If I understand what you want to do, it is not really a statistical issue per se. As I understand it, you have a map of piecewise-constant areal population density (i.e. $\frac{\text{people}}{\text{area}}$), defined by a set of polygons.
So consider a particular polygon $A$ with density $\rho$ and population $N=\rho|A|$, where $|A|$ is the polygon area.
So to add a new polygon $B$, you first compute $C=A\cap{B}$, $A'=A-C$, and $B'=B-C$. If you intend that the populations in the overlap area are independent*, then $N_C=(\rho_A+\rho_B)|C|$. You would then subtract these contributions from the residual polygons, i.e. $N_{A'}=N_A-\rho_A|C|$ and $N_{B'}=N_B-\rho_B|C|$. Note that the densities of the residual polygons are unchanged, $\rho_{A'}=\rho_A$, $\rho_{B'}=\rho_B$.
*This is one interpretation of the example you gave where $B=C$ so $B'=\emptyset$. If the overlap-populations are not independent, then this would be double counting! This is the part that is not clear to me from your description.
Update: Based on the clarification, the assumption $\rho_C=\rho_A+\rho_B$ is not appropriate.
So then the uncertainty all boils down to how you estimate $\rho_C$. (The assumption $\rho_{A'}=\rho_A$ and $\rho_{B'}=\rho_B$ still seems valid.)

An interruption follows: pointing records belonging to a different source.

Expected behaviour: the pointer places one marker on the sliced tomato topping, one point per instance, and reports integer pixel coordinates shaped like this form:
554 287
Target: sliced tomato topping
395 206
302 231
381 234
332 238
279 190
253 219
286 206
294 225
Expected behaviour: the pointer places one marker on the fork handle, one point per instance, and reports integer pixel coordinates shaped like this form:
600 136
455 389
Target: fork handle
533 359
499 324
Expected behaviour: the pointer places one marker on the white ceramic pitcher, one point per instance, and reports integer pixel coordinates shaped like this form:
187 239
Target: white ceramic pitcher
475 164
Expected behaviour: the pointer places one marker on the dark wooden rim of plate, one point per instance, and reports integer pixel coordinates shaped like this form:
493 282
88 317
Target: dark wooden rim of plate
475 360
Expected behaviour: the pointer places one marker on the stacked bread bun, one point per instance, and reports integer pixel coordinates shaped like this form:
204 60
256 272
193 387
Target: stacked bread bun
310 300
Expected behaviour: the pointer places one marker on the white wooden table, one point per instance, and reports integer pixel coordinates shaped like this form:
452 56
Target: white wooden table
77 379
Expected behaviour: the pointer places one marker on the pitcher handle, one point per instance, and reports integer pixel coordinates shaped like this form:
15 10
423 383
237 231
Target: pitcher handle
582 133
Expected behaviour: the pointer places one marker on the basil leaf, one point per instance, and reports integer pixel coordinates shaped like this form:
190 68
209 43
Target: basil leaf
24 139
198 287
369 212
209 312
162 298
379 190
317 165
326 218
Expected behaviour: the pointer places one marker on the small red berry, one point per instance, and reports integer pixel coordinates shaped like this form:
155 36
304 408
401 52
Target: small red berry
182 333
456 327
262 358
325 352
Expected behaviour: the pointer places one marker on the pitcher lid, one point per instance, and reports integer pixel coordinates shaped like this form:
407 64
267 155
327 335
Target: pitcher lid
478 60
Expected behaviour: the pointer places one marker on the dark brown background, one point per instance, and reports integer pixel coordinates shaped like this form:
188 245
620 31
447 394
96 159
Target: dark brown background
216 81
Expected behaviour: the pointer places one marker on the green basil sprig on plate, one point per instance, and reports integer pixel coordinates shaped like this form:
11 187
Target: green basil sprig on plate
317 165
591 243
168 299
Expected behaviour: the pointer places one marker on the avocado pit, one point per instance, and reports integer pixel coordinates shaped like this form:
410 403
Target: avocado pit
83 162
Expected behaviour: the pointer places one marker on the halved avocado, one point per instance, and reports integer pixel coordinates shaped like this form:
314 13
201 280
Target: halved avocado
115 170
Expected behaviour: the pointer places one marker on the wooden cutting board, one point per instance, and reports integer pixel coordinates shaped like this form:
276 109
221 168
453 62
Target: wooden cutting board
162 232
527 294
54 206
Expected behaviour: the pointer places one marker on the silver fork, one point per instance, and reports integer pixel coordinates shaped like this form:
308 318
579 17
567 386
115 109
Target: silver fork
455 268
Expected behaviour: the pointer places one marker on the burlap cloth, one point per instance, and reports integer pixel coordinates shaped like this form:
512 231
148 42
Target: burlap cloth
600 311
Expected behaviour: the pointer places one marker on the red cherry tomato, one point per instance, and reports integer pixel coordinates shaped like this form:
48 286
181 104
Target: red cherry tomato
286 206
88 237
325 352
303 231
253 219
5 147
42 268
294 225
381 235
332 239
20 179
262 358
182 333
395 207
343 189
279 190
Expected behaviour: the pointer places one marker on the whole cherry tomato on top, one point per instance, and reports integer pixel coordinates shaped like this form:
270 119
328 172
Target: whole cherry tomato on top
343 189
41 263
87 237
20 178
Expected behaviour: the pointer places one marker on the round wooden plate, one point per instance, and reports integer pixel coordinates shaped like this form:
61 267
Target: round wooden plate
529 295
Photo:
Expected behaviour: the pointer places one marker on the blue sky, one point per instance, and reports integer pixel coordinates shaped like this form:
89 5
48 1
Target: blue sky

I am not sure if there is a "correct" answer here (but hopefully someone chimes in, if there is!).
A reasonable approach is to model the density in the overlap as a weighted average of the component densities
$$\rho_C\approx\frac{w_A\rho_A+w_B\rho_B}{w_A+w_B}$$
One possible approach for weighting could be based on the relative area of a component to the overlap, i.e.
$$w_A=\frac{|C|}{|A|}\,,\,w_B=\frac{|C|}{|B|}$$
This captures the idea that if $|A|\gg|C|$ and $|B|\approx|C|$, then $\rho_C\approx\rho_B$, which seems close to your example qualitatively.
(Note that $|C|$ could be omitted from the weights here, as the constant factor will cancel out.)